As a Texas family law attorney for my entire career I have seen client after client be surprised by how the Texas Family Code requires that property be divided in Texas divorces. Most clients have heard that Texas is a community property state. While this is correct most people misunderstand what that means.
Texas Family Code Gives Court Broad Discretion in Property Division
Clients will say that they already know that since Texas is a community property state the property will be divided 50/50. The reality is that while Texas is a community property state, unlike many other community states the community property is not automatically divided evenly between the parties. The Family Code requires the trial court to divide the property in a “fair and just” manner. If you ask a qualified Austin family law attorney what this means they will tell you that a separate statute gives the court a list of factors that it can consider in making a disproportionate division (meaning that one side gets more than the other, such as 55/45).
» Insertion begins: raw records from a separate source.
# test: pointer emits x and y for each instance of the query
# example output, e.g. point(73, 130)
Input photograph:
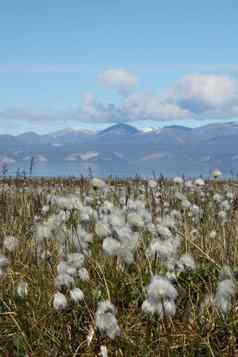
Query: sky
point(91, 64)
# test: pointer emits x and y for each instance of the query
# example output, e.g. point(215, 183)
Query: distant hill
point(123, 150)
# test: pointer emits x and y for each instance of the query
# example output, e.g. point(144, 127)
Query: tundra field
point(118, 268)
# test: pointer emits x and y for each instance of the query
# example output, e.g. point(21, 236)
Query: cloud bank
point(194, 96)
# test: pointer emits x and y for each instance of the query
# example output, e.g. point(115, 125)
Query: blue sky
point(94, 63)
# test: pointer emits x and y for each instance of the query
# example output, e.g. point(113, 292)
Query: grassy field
point(118, 268)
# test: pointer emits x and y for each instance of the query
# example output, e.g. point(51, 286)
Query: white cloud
point(119, 79)
point(213, 94)
point(142, 106)
point(194, 96)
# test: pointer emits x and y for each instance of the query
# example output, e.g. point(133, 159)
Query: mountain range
point(123, 150)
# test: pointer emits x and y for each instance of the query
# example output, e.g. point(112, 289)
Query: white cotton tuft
point(22, 289)
point(10, 243)
point(64, 280)
point(83, 274)
point(59, 301)
point(76, 295)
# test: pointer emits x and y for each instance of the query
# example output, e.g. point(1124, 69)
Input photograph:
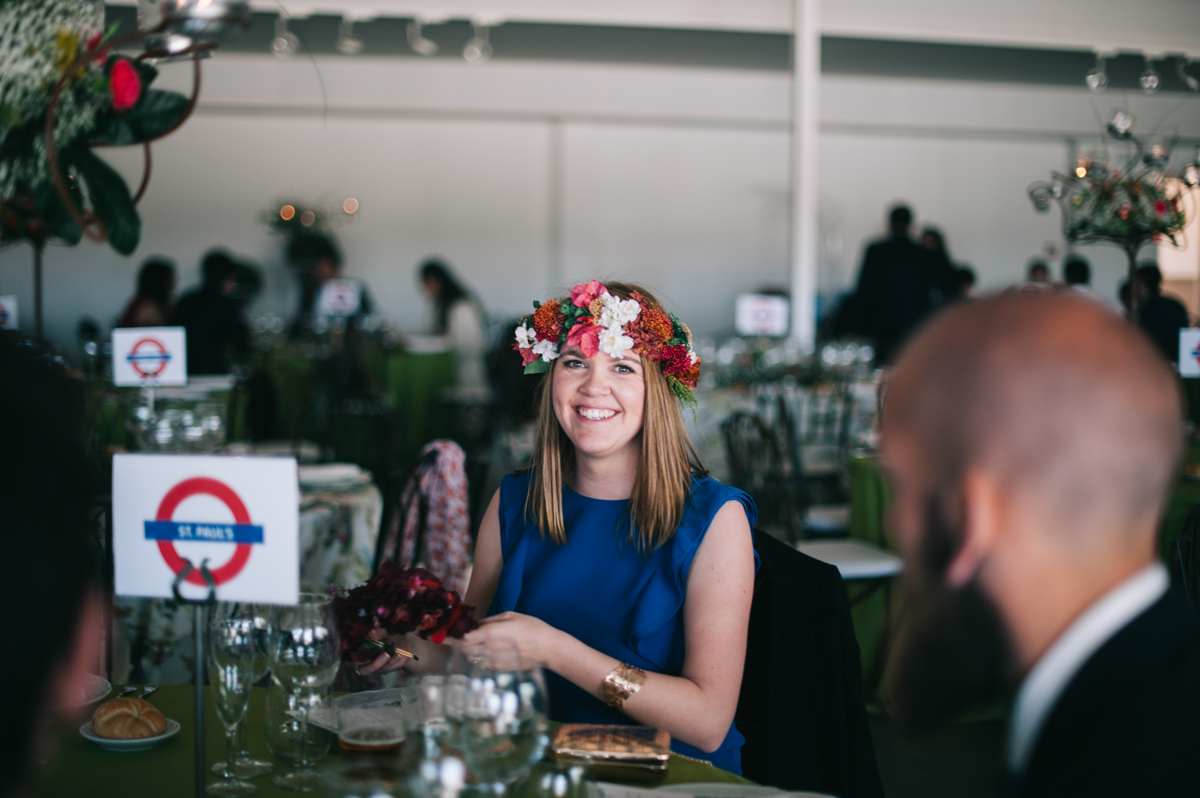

The factors are many but the one that factors in most often is disparity of earning capacity. When one spouse makes significantly more than the other the court will often give the spouse with the lower earning capacity a larger share of the community property. The reasoning is that if the court were to make an equal division at the time of divorce it wouldn’t be equal for very long, due to one spouse greatly out earning the other spouse for a few years after the divorce.
Other factors courts can consider in dividing community property in a divorce include (but are not limited to) needs of the custodial parent, amount of separate property a spouse has, and fault.
Most Common Factor in Disproportionate Division: Income Disparity
A very common scenario that occurs in divorces is for the couple to consist of a primary breadwinner (frequently but not always the husband) and a spouse who works part time or not at all and is primarily responsible for taking care of young children. In this situation a court is likely to consider a disproportionate division in favor of the custodial parent. Part of the reasoning behind this is that being primarily responsible for raising children is likely to reduce one’s ability to advance their career and earn a high income.
Another Factor in Property Division: Amount of Separate Property
Another factor that courts can consider in deciding whether to make a disproportionate division is how much separate property a spouse has. Let’s use as an example a couple who got married at the time of marriage one of the spouses had a million dollars of separate property while the other spouse has no separate property. The marriage then created $200,000 of net community property for the court to divide at divorce. The court may very well consider making a disproportionate division in favor of the spouse who has no separate property.
Fault Can Also Play a Role
Lastly, the court can consider fault as a factor in making a disproportionate division. While fault does have an impact in some cases, it is far less frequently a significant factor in a disproportionate division than disparity of earning capacity or some of the other more commonly applied factors.
The main point here is that while Texas is a community property state that does not mean that the community property will be divided 50/50 in a divorce and there are a lot of variables that need to be considered. This is just another in the long list of reasons why everyone going through a divorce needs to be represented by a knowledgeable Austin family law attorney.